May 2023 Making a gift of myself: From the introspection of formation to offering the…
A Priest who lives it.
April 1, 2023
A Priest who lives it.
By Fr. Steven Durkee, Director of Priestly Vocations
Jesus’ demand to us is simple, we must take up our cross, deny ourselves and follow him.
We hear these words, and we think it’s a nice demand. But when we have to live it? Well, that’s when the rubber meets the road, isn’t it? When we are asked to live it, we definitely do not want it. At least I don’t.
Father Tony Russo is a priest who lives it. When I arrived at Our Lady of Consolation Parish in Rockford in the summer of 2017, I was excited to begin priestly ministry with Father Tony. I knew him as a joyful priest. As a seminarian, I remembered hearing him speak and it was evident to me that he was also a man of prayer.
During those first few months working with Father Tony, I discovered more about his vocational call to the priesthood. My excitement to work with this man grew into awe and appreciation. He gave me his permission to share the part of his story that follows.

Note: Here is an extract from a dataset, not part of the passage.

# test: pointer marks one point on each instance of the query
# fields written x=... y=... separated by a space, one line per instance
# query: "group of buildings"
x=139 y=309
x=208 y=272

Father Tony did not always want to be a priest. A fact true for many of us priests. That’s why the call is so profoundly important. It starts with an invitation from Christ, and it takes us some time to figure out that what we really want is indeed what Christ is offering. Father Tony met a beautiful young woman named Julie. They both attended Franciscan University of Steubenville, dated, and were engaged in their senior year. During the fall semester, however, Julie became ill; she passed away shortly after Christmas. As you might imagine, this was a very difficult time for Father Tony. He recalls going to her grave and praying, “Lord, I don’t know what you want from me. I thought I was supposed to marry this girl. What do I do now?” Through prayer, discernment and the providential encouragement from others, Father Tony went to the seminary and was ordained a priest on June 3, 2000.
It wouldn’t be long before grief would strike again. Father Tony’s father, Sam, passed away in July, only a month after his ordination. His father’s funeral was his first as a priest.
These experiences have shaped Father Tony tremendously. If you have ever heard him preach, you will eventually see him point to the crucifix and say, “Alright, Christians, what do we do? We run to the cross.” His point is that whenever life is tough, whenever we experience difficulties, or whenever we experience suffering, grief and pain, the only answer is the cross. The cross is the place of healing.
I shared a profoundly beautiful moment with Father Tony at the altar of Our Lady of Consolation Parish on Good Friday. A man in attendance had suffered tremendously. He was a quadriplegic. As this man’s pastor, Father Tony met with him monthly. Father Tony would bring him Communion, pray with him, and encourage him. During this Good Friday liturgy, the man was able to attend – but there was just one problem. He wasn’t able to reverence the cross on his own. Father Tony looked at me and said, we need to make sure he has this chance like everyone else. So, I followed Father Tony, picking up the cross together and lifting it up so this man had a chance to unite his sufferings to Christ. It was powerful.
Just as the Israelite people instructed by Moses looked at the wooden serpent in the desert to be healed, we need to go to the cross for our own healing. When Father Tony says to the people of God, “Go to the cross,” or when he echoes the Lord’s words that we must “take up our cross, deny ourselves and follow Jesus,” it’s believable, because he lives it. Father Tony has experienced the healing grace that only comes from grace won for us by the suffering and death of our Lord Jesus. And just as Christ was resurrected, we too, might come to life again from all our sufferings and little deaths we experience by uniting them to the suffering of Jesus Christ. Father Tony Russo is a heroic priest who shows us how to follow Jesus by taking up our cross, denying ourselves and following him.